Editorial: DMV standards high for a reason

Editorial Staff

Not coming to a full stop. Tailgating. Switching lanes in intersections.

This is the current state of sloppy driving we have come to know, particularly for teenagers, and it seems to have arisen from the license test and its consistent lack of consistency at the local level.

It is often rumored that it is “easier” to pass the road test at the DMV in Novato or Petaluma than it is at Corte Madera. In this issue, the article “Pass rates found to vary at local DMVs” (Pg. 12) found this rumor to be based in fact.

DMV cartoon

In 2012, 63 percent of new drivers being tested passed in Corte Madera, while 78 percent passed in Novato and 83 percent passed in Petaluma, according to the California Department of Motor Vehicles.  

There is something wrong with the process when such a disparity exists in passing rates, and when not all drivers are held to the same standards of driving.

Part of this problem lies in how we, as drivers, approach getting our licenses. With hundreds of other items on our checklist, we care more about getting it done than getting it done right, which is the primary reason why many students go out of their way to make the trip to DMV offices that are far from home. If there is an easy way out, you can bet we will take it.

Yet the other part of the problem lies in even having the option to take the easy way out.

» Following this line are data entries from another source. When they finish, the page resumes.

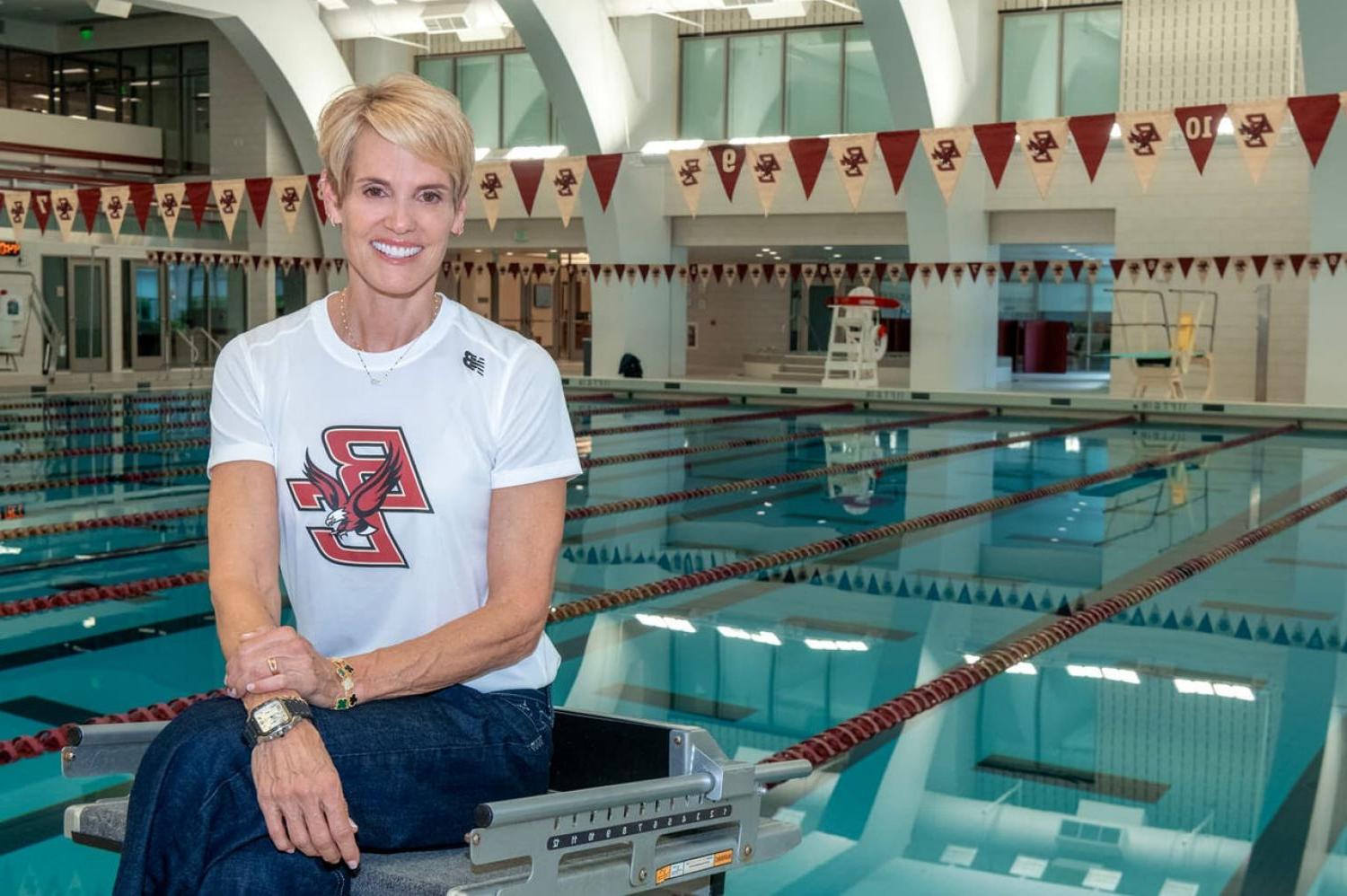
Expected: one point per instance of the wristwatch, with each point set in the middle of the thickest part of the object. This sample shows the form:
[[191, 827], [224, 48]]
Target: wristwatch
[[274, 718]]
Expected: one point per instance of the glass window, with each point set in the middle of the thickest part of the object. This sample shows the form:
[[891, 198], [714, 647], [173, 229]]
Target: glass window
[[813, 83], [867, 100], [754, 101], [163, 61], [438, 72], [29, 66], [703, 88], [197, 131], [1029, 73], [480, 91], [196, 58], [525, 102], [1091, 48]]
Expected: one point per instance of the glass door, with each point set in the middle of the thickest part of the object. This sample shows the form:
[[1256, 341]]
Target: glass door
[[143, 317], [88, 321]]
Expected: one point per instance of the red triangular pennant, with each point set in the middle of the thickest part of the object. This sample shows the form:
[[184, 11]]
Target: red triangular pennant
[[729, 161], [1315, 118], [142, 196], [42, 207], [1199, 129], [897, 147], [808, 154], [196, 196], [318, 202], [89, 205], [1091, 136], [528, 174], [603, 174], [997, 142], [259, 191]]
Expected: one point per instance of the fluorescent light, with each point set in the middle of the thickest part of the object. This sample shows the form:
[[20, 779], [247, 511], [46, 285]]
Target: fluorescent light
[[665, 147], [535, 153], [776, 137], [826, 645], [1125, 675], [1234, 691], [671, 623]]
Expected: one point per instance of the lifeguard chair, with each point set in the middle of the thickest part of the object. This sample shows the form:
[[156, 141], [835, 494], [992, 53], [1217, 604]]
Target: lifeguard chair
[[857, 338]]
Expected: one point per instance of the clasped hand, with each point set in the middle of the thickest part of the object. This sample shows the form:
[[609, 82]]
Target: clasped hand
[[299, 667], [298, 788]]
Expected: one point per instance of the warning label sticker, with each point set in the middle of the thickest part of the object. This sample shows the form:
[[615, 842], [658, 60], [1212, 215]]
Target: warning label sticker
[[692, 865]]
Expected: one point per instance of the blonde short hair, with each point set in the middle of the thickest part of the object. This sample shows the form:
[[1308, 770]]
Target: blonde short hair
[[406, 110]]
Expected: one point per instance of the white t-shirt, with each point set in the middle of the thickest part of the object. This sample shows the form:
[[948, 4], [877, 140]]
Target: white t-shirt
[[384, 491]]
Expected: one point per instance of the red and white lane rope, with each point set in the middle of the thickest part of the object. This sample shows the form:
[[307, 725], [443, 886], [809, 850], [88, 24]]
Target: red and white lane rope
[[75, 481], [687, 581], [609, 460], [54, 739], [837, 470], [94, 593], [97, 430], [856, 731], [105, 449], [100, 523], [845, 736], [652, 406], [718, 420]]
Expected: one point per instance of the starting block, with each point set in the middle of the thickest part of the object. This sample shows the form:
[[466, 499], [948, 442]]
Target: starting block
[[632, 806]]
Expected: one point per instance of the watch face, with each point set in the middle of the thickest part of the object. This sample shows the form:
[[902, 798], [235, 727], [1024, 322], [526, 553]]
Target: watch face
[[271, 716]]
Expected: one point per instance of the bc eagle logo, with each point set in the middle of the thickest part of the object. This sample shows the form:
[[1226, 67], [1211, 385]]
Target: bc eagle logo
[[374, 479]]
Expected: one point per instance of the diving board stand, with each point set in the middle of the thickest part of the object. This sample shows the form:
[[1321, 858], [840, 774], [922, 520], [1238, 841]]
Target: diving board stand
[[632, 806]]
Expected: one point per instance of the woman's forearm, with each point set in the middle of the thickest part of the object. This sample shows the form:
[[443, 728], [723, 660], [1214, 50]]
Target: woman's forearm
[[488, 639]]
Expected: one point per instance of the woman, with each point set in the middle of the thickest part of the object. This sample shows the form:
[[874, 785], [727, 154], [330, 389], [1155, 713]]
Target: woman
[[403, 462]]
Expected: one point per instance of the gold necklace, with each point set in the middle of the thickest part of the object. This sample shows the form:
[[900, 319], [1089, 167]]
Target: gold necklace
[[345, 323]]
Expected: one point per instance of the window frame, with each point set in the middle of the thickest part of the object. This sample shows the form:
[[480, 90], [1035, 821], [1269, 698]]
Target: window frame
[[498, 142], [843, 27], [1061, 42]]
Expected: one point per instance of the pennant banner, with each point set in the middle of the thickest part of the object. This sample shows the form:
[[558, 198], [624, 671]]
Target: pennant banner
[[1145, 136], [1257, 126], [115, 205], [947, 151], [689, 169], [290, 193], [853, 156], [490, 186], [765, 167], [1043, 143], [229, 198], [565, 175]]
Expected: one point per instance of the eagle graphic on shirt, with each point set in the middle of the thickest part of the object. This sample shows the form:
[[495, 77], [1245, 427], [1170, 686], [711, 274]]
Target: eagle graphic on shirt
[[352, 513]]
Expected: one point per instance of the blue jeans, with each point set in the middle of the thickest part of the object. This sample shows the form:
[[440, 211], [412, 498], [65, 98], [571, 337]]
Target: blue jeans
[[412, 771]]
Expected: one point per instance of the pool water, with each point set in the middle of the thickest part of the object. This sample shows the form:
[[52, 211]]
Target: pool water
[[1193, 745]]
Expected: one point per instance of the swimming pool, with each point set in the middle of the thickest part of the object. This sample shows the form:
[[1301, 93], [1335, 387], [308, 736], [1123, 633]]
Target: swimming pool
[[1193, 744]]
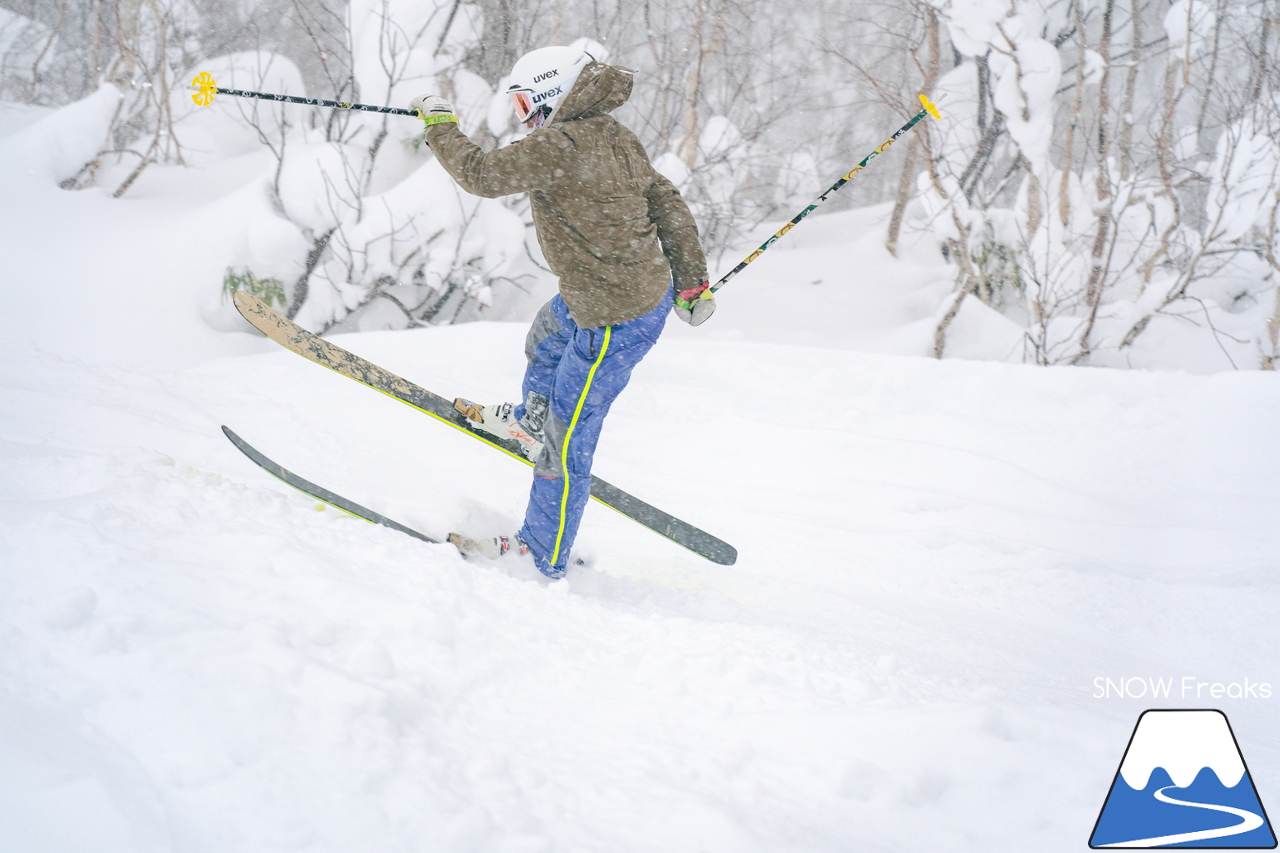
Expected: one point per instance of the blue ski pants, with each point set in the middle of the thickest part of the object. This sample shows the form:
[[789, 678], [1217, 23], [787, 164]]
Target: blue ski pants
[[581, 373]]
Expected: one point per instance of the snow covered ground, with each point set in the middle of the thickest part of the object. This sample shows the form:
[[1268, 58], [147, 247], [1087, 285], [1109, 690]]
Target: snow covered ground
[[937, 559]]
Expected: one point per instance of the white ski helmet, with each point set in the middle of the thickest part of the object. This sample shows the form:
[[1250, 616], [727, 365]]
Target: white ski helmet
[[540, 80]]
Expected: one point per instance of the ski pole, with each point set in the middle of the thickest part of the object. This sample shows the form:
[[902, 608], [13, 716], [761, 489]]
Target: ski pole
[[206, 89], [929, 108]]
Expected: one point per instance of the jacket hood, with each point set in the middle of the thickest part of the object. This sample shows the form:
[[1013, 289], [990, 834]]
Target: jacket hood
[[599, 90]]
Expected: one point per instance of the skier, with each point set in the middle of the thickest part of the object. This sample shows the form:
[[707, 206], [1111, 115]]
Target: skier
[[626, 250]]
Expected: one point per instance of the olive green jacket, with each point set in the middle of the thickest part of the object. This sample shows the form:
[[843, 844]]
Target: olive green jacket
[[616, 232]]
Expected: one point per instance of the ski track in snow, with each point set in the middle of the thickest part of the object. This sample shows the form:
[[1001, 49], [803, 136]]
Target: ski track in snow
[[1248, 822], [937, 559]]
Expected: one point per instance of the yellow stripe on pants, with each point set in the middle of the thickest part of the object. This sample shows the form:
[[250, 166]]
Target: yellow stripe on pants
[[568, 437]]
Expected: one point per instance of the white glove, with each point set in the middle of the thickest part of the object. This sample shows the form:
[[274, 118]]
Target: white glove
[[433, 109], [695, 304]]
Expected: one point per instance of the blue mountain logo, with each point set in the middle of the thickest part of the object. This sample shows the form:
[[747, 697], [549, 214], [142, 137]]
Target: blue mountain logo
[[1183, 783]]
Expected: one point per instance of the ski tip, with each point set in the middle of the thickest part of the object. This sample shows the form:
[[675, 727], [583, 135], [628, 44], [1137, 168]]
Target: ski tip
[[726, 557]]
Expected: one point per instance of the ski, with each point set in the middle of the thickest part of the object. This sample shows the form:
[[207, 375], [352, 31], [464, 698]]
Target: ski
[[319, 492], [312, 347]]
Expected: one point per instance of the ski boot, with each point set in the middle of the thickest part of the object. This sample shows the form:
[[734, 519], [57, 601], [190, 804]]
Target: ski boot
[[499, 420], [492, 548]]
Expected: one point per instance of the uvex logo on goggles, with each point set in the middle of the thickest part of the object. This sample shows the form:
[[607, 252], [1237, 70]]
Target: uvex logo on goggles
[[526, 103]]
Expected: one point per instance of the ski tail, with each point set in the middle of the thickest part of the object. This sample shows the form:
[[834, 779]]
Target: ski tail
[[312, 347], [319, 492]]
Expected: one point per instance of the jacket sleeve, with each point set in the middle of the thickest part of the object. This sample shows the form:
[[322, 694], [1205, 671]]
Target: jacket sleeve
[[677, 233], [533, 163]]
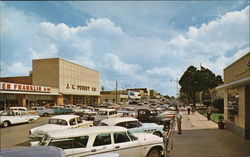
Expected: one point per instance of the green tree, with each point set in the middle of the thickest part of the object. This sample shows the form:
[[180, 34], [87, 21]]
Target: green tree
[[194, 80]]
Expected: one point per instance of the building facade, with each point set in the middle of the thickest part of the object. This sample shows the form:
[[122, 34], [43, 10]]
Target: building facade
[[237, 96], [119, 96], [69, 83]]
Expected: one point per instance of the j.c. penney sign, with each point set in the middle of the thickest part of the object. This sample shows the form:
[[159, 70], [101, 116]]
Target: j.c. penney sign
[[23, 87]]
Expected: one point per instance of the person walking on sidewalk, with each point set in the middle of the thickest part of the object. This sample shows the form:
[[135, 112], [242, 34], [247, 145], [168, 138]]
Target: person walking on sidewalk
[[189, 109], [178, 118], [209, 112]]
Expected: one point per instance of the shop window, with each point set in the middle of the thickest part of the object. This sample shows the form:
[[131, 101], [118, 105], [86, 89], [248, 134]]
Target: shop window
[[233, 104]]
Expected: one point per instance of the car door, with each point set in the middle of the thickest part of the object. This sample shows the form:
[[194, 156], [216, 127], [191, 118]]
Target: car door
[[125, 146], [102, 143]]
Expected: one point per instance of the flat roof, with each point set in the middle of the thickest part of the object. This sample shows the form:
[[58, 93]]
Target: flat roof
[[66, 61], [248, 53], [31, 93], [238, 82]]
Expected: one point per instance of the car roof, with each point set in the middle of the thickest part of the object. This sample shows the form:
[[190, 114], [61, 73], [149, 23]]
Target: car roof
[[114, 121], [38, 151], [107, 109], [65, 117], [57, 134]]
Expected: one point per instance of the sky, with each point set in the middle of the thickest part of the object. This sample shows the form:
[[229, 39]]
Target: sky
[[140, 44]]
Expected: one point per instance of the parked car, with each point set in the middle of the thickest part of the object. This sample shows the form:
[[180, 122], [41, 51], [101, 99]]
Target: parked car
[[133, 125], [59, 123], [73, 107], [61, 110], [102, 139], [127, 111], [39, 151], [8, 118], [42, 111], [147, 115], [89, 115], [112, 154], [107, 113]]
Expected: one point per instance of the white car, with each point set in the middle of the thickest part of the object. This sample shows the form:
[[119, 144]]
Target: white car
[[102, 139], [8, 118], [134, 125], [59, 123], [106, 114]]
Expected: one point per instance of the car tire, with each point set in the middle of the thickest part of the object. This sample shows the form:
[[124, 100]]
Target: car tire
[[6, 124], [158, 134], [154, 153], [45, 114]]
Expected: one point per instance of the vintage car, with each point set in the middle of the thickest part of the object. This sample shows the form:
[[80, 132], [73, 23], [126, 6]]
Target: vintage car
[[40, 151], [8, 118], [147, 115], [89, 115], [102, 139], [111, 154], [127, 111], [133, 125], [42, 111], [59, 123], [72, 107], [61, 110], [106, 113]]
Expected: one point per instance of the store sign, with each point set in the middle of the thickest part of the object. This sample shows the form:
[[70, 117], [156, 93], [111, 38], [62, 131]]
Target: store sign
[[23, 87], [80, 87]]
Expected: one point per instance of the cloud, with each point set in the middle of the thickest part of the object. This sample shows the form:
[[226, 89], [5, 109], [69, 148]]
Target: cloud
[[138, 60]]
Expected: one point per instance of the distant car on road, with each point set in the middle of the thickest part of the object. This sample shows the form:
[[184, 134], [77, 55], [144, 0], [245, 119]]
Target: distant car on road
[[61, 122], [61, 110], [133, 125], [42, 111], [8, 118], [147, 115]]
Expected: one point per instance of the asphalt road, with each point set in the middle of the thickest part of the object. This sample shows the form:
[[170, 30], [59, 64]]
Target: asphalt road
[[17, 135]]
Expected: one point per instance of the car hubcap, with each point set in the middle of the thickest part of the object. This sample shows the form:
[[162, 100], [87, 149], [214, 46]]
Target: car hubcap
[[5, 124], [154, 153]]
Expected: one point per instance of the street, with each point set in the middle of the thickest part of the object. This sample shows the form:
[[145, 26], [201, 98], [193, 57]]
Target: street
[[17, 135]]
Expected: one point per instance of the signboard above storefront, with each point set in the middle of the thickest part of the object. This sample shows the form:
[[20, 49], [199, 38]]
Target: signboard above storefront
[[23, 87]]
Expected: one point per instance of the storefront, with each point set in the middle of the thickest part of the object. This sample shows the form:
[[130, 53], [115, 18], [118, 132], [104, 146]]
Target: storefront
[[54, 81], [14, 94], [237, 96]]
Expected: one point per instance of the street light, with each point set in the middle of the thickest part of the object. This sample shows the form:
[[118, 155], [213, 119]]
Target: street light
[[177, 88]]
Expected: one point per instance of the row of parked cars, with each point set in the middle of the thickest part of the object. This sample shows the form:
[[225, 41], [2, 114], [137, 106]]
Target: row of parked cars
[[122, 133]]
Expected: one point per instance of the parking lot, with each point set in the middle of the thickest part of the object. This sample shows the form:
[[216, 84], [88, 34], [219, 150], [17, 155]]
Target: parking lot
[[17, 135]]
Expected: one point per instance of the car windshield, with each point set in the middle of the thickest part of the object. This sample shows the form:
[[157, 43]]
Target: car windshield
[[132, 137], [45, 140], [6, 113], [58, 121], [103, 113]]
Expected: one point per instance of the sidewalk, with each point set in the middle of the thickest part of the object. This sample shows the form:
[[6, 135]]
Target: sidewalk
[[202, 138]]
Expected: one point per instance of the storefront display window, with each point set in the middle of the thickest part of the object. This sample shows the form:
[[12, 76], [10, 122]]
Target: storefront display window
[[233, 104]]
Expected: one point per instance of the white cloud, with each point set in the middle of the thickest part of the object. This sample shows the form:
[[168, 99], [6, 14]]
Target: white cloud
[[51, 51], [132, 59]]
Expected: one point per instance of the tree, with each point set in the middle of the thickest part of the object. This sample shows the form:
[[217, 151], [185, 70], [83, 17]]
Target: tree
[[194, 80]]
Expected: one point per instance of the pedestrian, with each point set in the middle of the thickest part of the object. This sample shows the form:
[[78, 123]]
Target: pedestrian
[[178, 118], [209, 112], [189, 109], [193, 109]]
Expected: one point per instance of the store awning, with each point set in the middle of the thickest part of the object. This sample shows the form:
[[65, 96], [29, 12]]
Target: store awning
[[28, 93], [243, 81]]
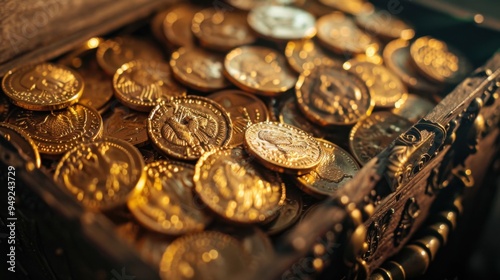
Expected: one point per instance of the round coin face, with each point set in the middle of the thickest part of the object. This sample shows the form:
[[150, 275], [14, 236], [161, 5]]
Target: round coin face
[[305, 55], [282, 22], [166, 204], [141, 84], [385, 25], [221, 30], [353, 7], [205, 255], [103, 174], [235, 188], [397, 58], [332, 96], [189, 126], [43, 87], [123, 123], [438, 61], [244, 109], [386, 88], [57, 132], [198, 69], [339, 33], [336, 169], [259, 70], [282, 147], [372, 135], [177, 25], [413, 107], [22, 141], [113, 53]]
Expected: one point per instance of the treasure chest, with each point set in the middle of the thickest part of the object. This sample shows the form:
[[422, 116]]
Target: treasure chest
[[388, 220]]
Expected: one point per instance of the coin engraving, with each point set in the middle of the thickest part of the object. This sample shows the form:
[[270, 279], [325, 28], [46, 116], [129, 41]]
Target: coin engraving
[[43, 87], [237, 189], [330, 96], [189, 126]]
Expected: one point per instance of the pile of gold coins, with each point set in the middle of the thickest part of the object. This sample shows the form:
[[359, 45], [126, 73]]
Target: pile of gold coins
[[240, 116]]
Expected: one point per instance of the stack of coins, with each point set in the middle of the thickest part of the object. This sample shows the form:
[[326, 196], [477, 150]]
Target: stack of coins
[[235, 122]]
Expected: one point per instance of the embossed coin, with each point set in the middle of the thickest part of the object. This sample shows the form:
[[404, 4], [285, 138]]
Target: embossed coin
[[438, 61], [259, 70], [235, 188], [386, 89], [177, 25], [57, 132], [385, 25], [98, 90], [198, 69], [43, 87], [288, 214], [413, 107], [113, 53], [339, 33], [397, 58], [330, 96], [22, 141], [282, 147], [206, 255], [334, 171], [277, 22], [353, 7], [289, 113], [166, 204], [244, 109], [189, 126], [221, 30], [126, 124], [141, 84], [372, 135], [305, 55], [103, 174]]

It is sort of like copying someone’s homework — on one hand, the student has to be reprimanded for cheating, but on the other, the system has to be reprimanded for allowing itself to be cheated.

The DMV needs to define its criteria for capable drivers and ensure that only those who reach it pass.

DMV representatives argue that it is not feasible for all locations to have the same passing rate, noting that different locales provide different testing conditions.

While this may be true, when there is a 15 percent difference between two locations that are within the same county, and a 20 percent difference between two locations within 30 minutes of each other, there is no way the conditions are so different.

This is one of the rare occasions in which we call for standardized testing, for a stringent set of rules to thoroughly test a driver’s abilities and to have those rules be enforced evenly.

Let’s compare obtaining a license here to obtaining one in another country. In Finland, for example, drivers must complete 18 hours of instructed driving, including a stretch on a slippery course, and 19 driving theory lessons. In addition, they must pass a computerized theory test and a driving test in city traffic at a minimum length of 30 minutes.

While our system may not have to be quite this extreme, we do need to make sure that drivers can handle a variety of situations and are well-equipped to do so.

Obtaining a license has lost its original purpose — rather than emphasize being a good driver, we have to come emphasize simply passing the test.

So before we call the Corte Madera DMV “unfair” or go out of our way to find a DMV that will pass us, we must reconsider whether that is in our best interest.

Because when you find yourself in an accident or simply in the car with an inexperienced driver, your safety suddenly becomes the only thing you really care about — not passing your license test on the first try.